Io non ho la ricetta: cerco solo di capire qual è il problema. E capisco che, se non lo risolviamo noi, quelle stesse incertezze, quello stesso bisogno di protezione, potranno rivolgersi in tutt’altra direzione politica. E forse, qua e là per l’Europa, hanno già cominciato a farlo.

 

Il vecchio Pci di Berlinguer era carico di discorsi morali e di identita’, ma questo passato è a doppio taglio.

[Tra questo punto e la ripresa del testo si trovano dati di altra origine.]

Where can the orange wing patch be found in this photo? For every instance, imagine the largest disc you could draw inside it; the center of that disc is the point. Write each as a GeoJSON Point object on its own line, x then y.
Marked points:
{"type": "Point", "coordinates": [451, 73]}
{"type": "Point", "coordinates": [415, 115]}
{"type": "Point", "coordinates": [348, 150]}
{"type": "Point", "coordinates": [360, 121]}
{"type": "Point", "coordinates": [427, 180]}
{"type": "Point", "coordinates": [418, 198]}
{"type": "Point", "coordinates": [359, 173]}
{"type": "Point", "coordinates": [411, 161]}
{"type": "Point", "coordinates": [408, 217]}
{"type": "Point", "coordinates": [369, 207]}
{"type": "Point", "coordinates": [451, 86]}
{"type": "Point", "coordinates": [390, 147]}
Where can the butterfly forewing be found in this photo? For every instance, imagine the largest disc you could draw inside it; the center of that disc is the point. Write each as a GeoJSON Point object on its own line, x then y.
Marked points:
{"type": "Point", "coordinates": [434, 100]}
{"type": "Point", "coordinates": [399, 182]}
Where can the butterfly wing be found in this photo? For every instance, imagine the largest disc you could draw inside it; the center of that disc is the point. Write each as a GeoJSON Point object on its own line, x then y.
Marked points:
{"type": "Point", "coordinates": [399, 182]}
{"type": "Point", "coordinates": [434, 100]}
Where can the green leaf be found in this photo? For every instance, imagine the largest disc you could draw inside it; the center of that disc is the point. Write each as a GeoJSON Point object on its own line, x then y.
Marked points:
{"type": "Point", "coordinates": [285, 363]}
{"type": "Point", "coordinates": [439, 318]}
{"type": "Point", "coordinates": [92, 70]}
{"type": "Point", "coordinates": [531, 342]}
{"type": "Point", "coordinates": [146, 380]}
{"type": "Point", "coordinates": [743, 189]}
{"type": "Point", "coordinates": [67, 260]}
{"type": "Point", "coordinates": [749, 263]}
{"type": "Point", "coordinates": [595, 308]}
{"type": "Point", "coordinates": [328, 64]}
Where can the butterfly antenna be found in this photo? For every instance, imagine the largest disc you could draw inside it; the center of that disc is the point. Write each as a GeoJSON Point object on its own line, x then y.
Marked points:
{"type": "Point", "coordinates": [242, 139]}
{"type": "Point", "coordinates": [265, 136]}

Qui pesano molto i passati perché altro è modificare un partito laburista che ha trasformato la sua cultura ma che ha una tradizione alla quale continua a richiamarsi, altro è avere una sinistra fatta da un partito socialista che è praticamente scomparso e e da un partito ex comunista che sente il bisogno di cancellare, addirittura di dimenticare il passato comunista, diventando un’impossibile "nata ieri". Sono stato io, più volte, che in questi anni ho detto agli ex comunisti: non buttate via il bambino insieme all’acqua sporca. Certe reticenze che vedo nell’affrontare certi temi sono figlie del fatto che erano stati affrontati in una prospettiva di partito comunista e quindi oggi si preferisce dimenticare e voltar pagina. Non è giusto che sia così, perché quel partito è stato verticale e orizzontale, è stato anche una fonte di identità orizzontale come lo è stato il partito socialista. In entrambi i casi abbiamo buttato via il bambino con l’acqua sporca. Io mi pongo questa domanda: è possibile districare filo da filo ed evitare che la giusta cancellazione di uno o più fili li cancelli tutti? Nella storia, certo, tutto è stato intrecciato, ma nella costruzione del futuro è proprio necessario che io cancelli tutto, non sono in grado di districare e di portarmi dietro ciò che ancora ha un valore?